Arcachon : après sa traversée de l'Atlantique en tonneau, Jean-Jacques Savin repart à la rame

Publié le Mis à jour le
Écrit par CB et AFP

Le Girondin Jean-Jacques Savin avait traversé l'Atlantique dans un tonneau en 2019. Il compte repartir en décembre sur ce même trajet mais cette fois-ci à la rame. Son bateau a été officiellement baptisé "L'audacieux" à Arès sur le Bassin d'Arcachon dont il est originaire.

"J'avais envie de repartir", a-t-il simplement expliqué. L'aventurier au tonneau aura 75 ans le 14 janvier. Il entame une traversée déjà éprouvée par d'autres mais dont il entend bien en être le doyen à 75 ans. Il compte partir à la mi-décembre de la région de Faro, dans le sud du Portugal, pour une traversée d'une centaine

de jours avec une arrivée dans les Antilles françaises.

En 2019, l'ancien militaire avait passé plus de quatre mois dans un bateau en forme de tonneau de 3 m de long et 2,10 m de diamètre pour traverser l'Atlantique en solitaire, ballotté par les vents et les courants.
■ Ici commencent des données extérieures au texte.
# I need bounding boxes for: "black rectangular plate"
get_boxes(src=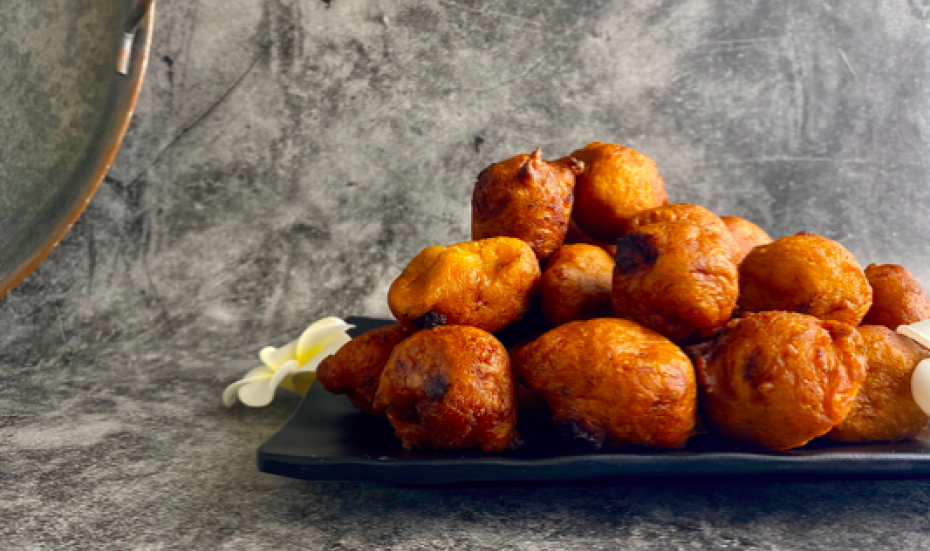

Cette fois-ci, son canot orange, comme le tonneau,  mesure 8 m de long, 1,70 m de large, et est équipé de deux cabines à l'avant et à l'arrière et d'un poste de rame au milieu.

Il embarquera 300 kg d'équipements, dont de la nourriture lyophilisée, un point de chauffage, un fusil-harpon pour pêcher, un désalinisateur électrique et un manuel, sa mandoline ainsi que du Champagne, du Sauternes et du foie gras pour fêter Noël, le Nouvel an et son anniversaire.

    

Il écrira un journal de bord sur Facebook, comme lors de son précédent exploit, et sera suivi au jour le jour par les enfants de l'association Ela (Association européenne contre les leucodystrophies).

  

 Je vais ramer huit heures par jour, et quand ça soufflera fort, je m'enferme.

Jean-Jacques Savin

Plus de sécurité

En cas de coup de tabac, il le dit, il attendra que ça passe tout en installant une ancre flottante pour éviter les dérives.

Côté sécurité, il bénéficiera aussi d'une protection importante: l'attribution d'un code qui lui permettra d'être vu par les radars des cargos, qu'il n'avait pas il y a deux ans.

En attendant, Jean-Jacques Savin veille en s'entraînant "à ce que (ses) mains soient résistantes aux ampoules". "Il faut que j'ai de la corne sur les mains".